A great day for Brittney Griner was a tough day for Marine vet Paul Whelan's family

Mural of Paul Whelan and other Americans detained abroad
Photo credit © Jack Gruber-USA TODAY

(WWJ) – On Thursday WNBA star Brittney Griner was released from a Russian prison, where she had been held on drug charges since February. While many celebrated her release, it was a far less joyous day for a Metro Detroit family.

It’s been nearly four years since Novi native Paul Whelan was detained in Russia on accusations of being a spy. Some believe the American government had hoped to negotiate a “2-for-2” swap deal involving Whelan alongside Griner and arms dealer Viktor Bout, but he instead remains imprisoned in Russia.

Griner is the second American to be released from Russian custody this year, along with former Marine Trevor Reed. On a new Daily J podcast, WWJ’s Zach Clark examines what it might take to bring Whelan home.

His brother, David Whelan, told WWJ Thursday morning it was “great news” that Griner was freed.

“There’s nobody in America that should wish what has happened to Ms. Griner and to my brother to happen to anybody,” Whelan said live on WWJ. “I’m so glad she’ll be back with her family and we’ll continue to hope for Paul to be able to come back to his family.”

Whelan said, however, it may take some more time due to the nature of the allegations against his brother.

“I think what we’re probably starting to learn is that the label they’ve put on, which is that he’s a spy and charged with espionage, may mean that they will only trade him for a spy,” Whelan said. “So until the U.S. government is able to capture or get ahold of a Russian spy, I’m not sure what concession the U.S. government will be able to offer for Paul.”

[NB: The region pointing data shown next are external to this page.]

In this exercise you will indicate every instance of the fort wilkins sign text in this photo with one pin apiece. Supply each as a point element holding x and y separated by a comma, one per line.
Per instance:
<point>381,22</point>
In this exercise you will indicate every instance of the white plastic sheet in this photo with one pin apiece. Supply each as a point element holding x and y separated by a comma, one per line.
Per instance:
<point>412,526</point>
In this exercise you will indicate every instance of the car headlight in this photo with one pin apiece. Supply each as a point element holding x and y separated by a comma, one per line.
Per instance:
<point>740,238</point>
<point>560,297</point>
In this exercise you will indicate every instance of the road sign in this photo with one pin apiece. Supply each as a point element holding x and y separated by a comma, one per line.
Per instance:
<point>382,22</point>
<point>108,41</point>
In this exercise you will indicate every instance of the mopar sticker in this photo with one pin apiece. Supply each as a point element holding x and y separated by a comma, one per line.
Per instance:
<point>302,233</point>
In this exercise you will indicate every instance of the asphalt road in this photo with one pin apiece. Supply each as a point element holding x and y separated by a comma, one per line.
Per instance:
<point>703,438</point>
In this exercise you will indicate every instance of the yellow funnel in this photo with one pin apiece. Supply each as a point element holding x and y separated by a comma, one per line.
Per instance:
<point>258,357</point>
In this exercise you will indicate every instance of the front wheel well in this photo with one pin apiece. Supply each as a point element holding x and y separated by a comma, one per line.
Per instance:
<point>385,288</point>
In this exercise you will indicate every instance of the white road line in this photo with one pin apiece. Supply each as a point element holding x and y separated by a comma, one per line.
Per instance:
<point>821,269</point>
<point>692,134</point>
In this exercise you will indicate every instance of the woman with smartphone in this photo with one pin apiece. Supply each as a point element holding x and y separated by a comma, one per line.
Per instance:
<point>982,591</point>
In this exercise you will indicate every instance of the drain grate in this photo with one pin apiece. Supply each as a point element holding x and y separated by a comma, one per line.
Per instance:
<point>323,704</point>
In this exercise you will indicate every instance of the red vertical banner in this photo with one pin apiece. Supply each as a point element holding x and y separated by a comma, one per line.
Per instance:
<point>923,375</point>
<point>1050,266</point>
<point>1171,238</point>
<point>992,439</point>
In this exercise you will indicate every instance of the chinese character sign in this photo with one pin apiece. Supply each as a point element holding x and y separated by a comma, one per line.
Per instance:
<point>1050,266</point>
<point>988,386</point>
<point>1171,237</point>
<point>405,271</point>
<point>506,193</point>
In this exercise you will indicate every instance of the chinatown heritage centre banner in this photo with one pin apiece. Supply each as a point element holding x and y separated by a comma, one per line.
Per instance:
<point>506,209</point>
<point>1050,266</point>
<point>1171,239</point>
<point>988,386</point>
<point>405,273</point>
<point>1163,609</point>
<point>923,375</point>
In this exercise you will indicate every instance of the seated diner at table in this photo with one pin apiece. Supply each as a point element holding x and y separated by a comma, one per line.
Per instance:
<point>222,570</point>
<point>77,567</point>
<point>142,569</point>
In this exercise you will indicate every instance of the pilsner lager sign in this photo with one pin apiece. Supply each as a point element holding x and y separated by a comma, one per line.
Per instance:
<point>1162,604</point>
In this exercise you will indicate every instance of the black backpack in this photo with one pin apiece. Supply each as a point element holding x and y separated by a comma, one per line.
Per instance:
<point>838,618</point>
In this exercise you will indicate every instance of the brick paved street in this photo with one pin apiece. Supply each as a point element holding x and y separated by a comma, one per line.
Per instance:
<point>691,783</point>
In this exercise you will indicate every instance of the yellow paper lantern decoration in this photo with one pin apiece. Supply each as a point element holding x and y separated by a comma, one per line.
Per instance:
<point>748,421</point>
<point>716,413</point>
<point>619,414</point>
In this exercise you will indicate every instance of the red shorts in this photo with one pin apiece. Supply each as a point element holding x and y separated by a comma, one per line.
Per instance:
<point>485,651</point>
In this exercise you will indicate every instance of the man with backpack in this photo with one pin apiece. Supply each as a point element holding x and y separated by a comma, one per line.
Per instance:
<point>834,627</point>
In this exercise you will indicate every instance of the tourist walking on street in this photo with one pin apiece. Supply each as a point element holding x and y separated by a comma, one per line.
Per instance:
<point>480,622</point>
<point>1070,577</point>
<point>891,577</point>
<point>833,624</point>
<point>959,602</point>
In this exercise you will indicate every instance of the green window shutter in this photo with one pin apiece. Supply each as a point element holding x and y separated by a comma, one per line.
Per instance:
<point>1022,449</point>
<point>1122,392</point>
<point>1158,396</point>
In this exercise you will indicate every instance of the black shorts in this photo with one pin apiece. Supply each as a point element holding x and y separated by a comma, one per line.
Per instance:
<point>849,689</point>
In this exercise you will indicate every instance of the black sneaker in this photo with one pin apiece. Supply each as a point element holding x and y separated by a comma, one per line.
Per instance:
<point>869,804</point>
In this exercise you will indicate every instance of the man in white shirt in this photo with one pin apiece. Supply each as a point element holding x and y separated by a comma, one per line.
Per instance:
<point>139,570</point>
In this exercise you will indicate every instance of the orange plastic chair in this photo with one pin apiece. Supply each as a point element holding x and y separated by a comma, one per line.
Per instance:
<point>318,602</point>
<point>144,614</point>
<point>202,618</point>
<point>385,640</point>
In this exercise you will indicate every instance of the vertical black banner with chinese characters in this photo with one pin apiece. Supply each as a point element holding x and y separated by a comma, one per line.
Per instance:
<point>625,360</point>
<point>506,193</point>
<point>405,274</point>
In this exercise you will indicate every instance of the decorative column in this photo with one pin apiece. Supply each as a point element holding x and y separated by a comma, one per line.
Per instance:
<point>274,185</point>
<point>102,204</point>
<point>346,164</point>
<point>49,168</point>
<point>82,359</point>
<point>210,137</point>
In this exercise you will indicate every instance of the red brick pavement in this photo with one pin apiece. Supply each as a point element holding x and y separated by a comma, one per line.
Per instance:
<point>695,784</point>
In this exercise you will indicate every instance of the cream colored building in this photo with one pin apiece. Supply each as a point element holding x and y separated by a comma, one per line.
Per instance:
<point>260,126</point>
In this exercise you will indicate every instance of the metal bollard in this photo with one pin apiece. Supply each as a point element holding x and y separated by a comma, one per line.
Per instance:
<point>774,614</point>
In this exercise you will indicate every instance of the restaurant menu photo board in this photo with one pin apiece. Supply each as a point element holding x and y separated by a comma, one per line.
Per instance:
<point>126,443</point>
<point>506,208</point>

He said it’s clear the government is dedicated to bringing his brother home, but “it’s not clear to me that they have the tools to do so.”

Diane Foley, the founder of the James Foley Legacy Foundation in honor of her son who was killed in the Middle East while working as a journalist, tells Clark she’s “heartbroken that Paul was not included in this exchange.”

Just how many other Americans are detained abroad? Clark learns there’s been a “580% increase in the number of Americans that continue to be wrongfully held in the last decade.”